„Rosa Luxemburg war eine charismatische Persönlichkeit.“ So lautet der erste Satz in der neuesten Luxemburg-Biographie aus der Feder von Ernst Piper. Dieser treffende Umstand erklärt neben weiteren Faktoren den großen Rummel um Luxemburg. Zu ihrem 100. Todestag bleibt eine Heroisierung nicht aus. Sie betrifft mehr die Person als das Werk. Kaum eine historische Persönlichkeit findet eine derartige Würdigung wie sie. Einige wenige Beispiele:
Seit 1996 findet Jahr für Jahr, jeweils am zweiten Samstag im Januar, in Berlin eine Internationale Rosa-Luxemburg-Konferenz statt, die im Anschluss in einer Broschüre dokumentiert wird, ergänzt um weitere Materialien. Veranstalter ist die linksextreme Tageszeitung junge Welt, wobei sie zahlreiche Organisationen unterstützen, wie Cuba Si oder die Sozialistische Deutsche Arbeiterjugend.

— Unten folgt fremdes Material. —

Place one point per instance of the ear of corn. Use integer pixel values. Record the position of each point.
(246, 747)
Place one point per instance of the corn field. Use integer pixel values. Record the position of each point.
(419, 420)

Die Vielzahl der Organisationen und die stetig gestiegene Zahl der Teilnehmer dürfen nicht über die mangelnde politische Relevanz hinwegtäuschen. Ein wesentlicher Grund: Die Texte in der Broschüre stammen überwiegend aus dem Milieu orthodoxer Kommunisten des In- und Auslandes. Allerdings gibt es noch immer Repräsentanten der Partei Die Linke, die auf der Konferenz auftreten und Artikel für die junge Welt schreiben. Große Aufmerksamkeit erreichte z. B. 2011 die damalige Parteivorsitzende Gesine Lötzsch mit ihrem Artikel über die „Wege zum Kommunismus“. Im Vorfeld der Konferenz hatte Lötzsch der eigenen Partei einen Bärendienst erwiesen. Sie hatte zustimmend Luxemburgs Satz zitiert: „So soll die Machteroberung nicht eine einmalige, sondern eine fortschreitende sein, indem wir uns hineinpressen in den bürgerlichen Staat, bis wir alle Positionen besitzen und sie mit Zähnen und Nägeln verteidigen.“ Die Linke war von dieser offensiv vorgetragenen Ablehnung der demokratischen Kräfte überrascht und geriet dadurch öffentlich in die Defensive.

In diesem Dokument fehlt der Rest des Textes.